My call story is very different to many authors. I was picked up off the slush pile, without an agent or any formal writing training. I write, because I love it – I like to tell stories and perhaps that’s why my novel resonated with my publishing house, Allen and Unwin (the largest independent publishing house in Australia). I could tell a story. (More detail on my "call story" can be read on my website.)
I have begun to hear of a few more authors being picked up from the slush pile. Publishers realise that it is very difficult to get an agent and there are often wonderful manuscripts that are ‘the next big thing’ in that pile. If the slush pile is paid more attention to now, than it was, say ten years ago, I don’t know, but I can name three other authors who have come by contracts, that way.
Allen and Unwin took Red Dust to the Frankfurt Book Fair in 2008 and sold the book to Verlag Blanvalet before it had hit the shelves in Australia. By the time they had finished negotiating with them, Allen and Unwin had put together a two book deal. (Blue Skies hadn’t even been written when I signed that contract!)
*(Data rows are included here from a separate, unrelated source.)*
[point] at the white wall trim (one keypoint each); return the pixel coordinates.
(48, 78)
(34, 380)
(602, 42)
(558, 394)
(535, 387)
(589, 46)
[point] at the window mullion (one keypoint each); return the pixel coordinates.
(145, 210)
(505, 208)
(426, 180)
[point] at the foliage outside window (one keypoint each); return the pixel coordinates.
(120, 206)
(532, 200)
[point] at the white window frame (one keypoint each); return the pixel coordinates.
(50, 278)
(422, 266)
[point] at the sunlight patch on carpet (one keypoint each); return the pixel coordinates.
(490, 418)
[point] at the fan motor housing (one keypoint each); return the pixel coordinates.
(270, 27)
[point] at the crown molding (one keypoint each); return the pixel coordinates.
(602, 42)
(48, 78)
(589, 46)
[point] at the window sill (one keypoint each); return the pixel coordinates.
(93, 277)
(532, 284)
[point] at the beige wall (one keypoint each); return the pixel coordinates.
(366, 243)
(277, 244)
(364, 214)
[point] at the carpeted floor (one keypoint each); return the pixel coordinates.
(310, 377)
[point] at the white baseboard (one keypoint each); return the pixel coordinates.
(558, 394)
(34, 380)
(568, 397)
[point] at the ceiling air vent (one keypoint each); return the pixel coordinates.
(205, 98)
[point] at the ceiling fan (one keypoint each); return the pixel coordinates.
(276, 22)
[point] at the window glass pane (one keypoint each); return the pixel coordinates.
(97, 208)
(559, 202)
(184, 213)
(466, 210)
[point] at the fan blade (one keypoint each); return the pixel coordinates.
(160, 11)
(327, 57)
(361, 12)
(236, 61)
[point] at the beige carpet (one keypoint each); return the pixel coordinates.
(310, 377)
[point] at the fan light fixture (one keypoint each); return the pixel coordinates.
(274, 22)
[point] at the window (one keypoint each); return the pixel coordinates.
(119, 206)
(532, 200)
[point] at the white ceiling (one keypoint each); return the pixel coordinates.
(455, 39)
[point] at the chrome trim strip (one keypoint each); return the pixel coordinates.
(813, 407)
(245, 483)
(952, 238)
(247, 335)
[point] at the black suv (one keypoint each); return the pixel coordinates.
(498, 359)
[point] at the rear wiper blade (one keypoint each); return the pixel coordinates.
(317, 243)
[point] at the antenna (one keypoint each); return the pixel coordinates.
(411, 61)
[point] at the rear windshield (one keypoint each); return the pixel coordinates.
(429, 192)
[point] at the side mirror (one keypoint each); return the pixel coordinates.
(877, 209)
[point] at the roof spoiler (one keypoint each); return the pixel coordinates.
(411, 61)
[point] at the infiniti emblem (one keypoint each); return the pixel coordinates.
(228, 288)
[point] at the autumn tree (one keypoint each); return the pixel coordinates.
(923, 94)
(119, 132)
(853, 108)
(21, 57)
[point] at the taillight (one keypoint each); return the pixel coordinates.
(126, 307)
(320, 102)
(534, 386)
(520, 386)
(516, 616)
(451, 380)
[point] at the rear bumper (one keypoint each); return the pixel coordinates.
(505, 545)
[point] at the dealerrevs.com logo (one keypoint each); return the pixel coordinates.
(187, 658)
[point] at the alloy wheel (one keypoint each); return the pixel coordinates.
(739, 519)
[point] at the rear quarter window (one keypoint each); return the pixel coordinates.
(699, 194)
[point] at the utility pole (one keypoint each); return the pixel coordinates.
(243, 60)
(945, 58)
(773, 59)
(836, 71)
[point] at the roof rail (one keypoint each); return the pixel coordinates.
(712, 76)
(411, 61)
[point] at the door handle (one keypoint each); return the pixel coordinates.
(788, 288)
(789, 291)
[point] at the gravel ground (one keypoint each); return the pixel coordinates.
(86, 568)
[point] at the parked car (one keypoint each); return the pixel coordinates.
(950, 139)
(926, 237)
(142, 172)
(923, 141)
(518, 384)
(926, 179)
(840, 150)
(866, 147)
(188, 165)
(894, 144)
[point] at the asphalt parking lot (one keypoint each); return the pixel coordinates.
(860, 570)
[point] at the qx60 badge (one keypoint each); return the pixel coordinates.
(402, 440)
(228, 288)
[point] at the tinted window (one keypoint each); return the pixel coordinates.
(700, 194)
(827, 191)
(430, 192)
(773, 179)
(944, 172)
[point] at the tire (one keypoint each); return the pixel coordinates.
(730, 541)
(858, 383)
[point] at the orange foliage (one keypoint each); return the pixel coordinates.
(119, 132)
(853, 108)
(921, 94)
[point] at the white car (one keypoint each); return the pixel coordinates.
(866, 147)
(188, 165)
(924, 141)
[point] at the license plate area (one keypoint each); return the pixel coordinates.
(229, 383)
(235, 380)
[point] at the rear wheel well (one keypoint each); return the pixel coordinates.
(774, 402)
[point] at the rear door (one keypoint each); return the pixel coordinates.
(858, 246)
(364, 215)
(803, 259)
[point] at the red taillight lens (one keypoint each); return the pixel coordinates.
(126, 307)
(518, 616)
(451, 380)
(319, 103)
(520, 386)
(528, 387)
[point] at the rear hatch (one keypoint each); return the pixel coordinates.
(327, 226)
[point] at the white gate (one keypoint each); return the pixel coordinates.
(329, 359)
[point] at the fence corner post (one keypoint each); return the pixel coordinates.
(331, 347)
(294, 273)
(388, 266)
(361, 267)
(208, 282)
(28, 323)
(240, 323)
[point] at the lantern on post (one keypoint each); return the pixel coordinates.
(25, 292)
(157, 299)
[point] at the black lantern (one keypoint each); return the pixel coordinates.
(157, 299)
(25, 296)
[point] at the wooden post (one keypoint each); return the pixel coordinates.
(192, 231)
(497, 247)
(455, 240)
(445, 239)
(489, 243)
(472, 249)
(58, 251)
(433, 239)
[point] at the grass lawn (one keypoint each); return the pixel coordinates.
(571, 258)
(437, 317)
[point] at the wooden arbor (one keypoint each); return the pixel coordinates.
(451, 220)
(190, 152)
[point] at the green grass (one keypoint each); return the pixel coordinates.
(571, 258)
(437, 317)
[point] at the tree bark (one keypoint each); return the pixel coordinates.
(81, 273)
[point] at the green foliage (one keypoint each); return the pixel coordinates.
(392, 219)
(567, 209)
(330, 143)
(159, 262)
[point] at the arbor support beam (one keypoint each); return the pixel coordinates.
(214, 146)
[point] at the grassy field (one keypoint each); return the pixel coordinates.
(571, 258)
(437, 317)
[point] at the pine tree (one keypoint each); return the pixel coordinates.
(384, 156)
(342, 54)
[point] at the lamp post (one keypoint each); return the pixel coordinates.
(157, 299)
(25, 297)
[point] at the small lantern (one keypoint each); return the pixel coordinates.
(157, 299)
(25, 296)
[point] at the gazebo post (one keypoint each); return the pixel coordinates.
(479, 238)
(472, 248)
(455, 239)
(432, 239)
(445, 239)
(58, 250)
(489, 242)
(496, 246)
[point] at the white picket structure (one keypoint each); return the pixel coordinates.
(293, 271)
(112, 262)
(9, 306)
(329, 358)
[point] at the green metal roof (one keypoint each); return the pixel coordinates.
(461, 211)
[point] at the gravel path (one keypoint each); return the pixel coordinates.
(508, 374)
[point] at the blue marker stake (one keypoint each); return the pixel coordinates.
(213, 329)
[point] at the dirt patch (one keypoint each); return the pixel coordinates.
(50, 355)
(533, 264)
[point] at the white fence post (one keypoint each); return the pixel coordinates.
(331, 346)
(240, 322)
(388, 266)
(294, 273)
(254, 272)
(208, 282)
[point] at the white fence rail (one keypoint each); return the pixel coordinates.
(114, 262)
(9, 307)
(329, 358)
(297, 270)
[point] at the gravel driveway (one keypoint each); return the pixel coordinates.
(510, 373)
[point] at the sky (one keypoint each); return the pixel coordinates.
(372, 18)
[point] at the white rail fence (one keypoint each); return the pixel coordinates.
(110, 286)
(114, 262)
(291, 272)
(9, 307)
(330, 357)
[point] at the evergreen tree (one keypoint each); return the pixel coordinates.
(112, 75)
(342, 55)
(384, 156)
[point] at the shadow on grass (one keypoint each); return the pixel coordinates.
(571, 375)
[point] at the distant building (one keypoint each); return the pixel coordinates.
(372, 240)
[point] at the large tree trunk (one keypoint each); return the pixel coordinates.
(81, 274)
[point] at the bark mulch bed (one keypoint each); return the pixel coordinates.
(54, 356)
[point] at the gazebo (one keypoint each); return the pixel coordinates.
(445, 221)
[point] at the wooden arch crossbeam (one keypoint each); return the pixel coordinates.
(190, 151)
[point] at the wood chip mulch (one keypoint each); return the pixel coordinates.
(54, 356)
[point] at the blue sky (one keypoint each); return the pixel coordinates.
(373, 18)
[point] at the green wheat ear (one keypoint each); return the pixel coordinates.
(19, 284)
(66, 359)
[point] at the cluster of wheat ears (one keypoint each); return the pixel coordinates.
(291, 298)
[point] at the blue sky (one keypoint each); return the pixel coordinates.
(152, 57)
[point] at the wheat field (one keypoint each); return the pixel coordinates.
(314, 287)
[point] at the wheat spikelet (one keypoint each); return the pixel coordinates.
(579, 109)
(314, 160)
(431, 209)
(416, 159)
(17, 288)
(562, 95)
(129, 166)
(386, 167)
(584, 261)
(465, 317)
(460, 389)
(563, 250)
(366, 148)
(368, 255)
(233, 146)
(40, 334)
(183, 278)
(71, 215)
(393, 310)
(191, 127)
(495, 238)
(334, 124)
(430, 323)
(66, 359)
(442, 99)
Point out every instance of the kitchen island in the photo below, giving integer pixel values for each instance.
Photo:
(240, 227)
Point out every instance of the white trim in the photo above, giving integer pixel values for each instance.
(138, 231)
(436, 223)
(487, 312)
The US does seem an unreachable target for my genre, but Europe isn’t and that’s where I hope my books will head next.
I now have a wonderful agent, who has now negotiated a two book deal. I’m currently writing Purple Roads, which is my third book, due out in April 2012, while Silver Gums will be on the shelves in 2014.
To publicise my writing, I was lucky enough to go on a book tour, when my second book, Blue Skies, first came out. I visited New South Wales and Tasmania, as well as having many phone interviews. Allen and Unwin take charge of the publicity, organise everything and are basically wonderful, in that area! However, if I was able to pick up some extra publicity through a contact or the internet, they are happy for us to do it, just so long as we let them know what we’re doing and it doesn’t breach our contract.
The internet has been a valuable tool in promoting my books; that’s something I’m able to do on a daily basis. For me, time away from the farm, is difficult (I still work full on the farm as well as caring for two children, one with a developmental disability). So to have interaction with my readers and being able to promote my books on line, is really important... Just so long as it doesn’t interfere with my writing time!
But you know what? All of this stuff I’ve just talked about is the business side of it. The real side for me is the passion I have to tell stories about strong female characters. Ones that make it through by themselves. They don’t need a bloke, if there isn’t one around (although my characters are fairly partial to the good looking farmer, with the strong, tanned arms!) but they can achieve and succeed in an industry that even now, is still male dominated. It’s also a privilege to be in a position to tell people who live in the cities about our life and where their food comes from. That’s why I write.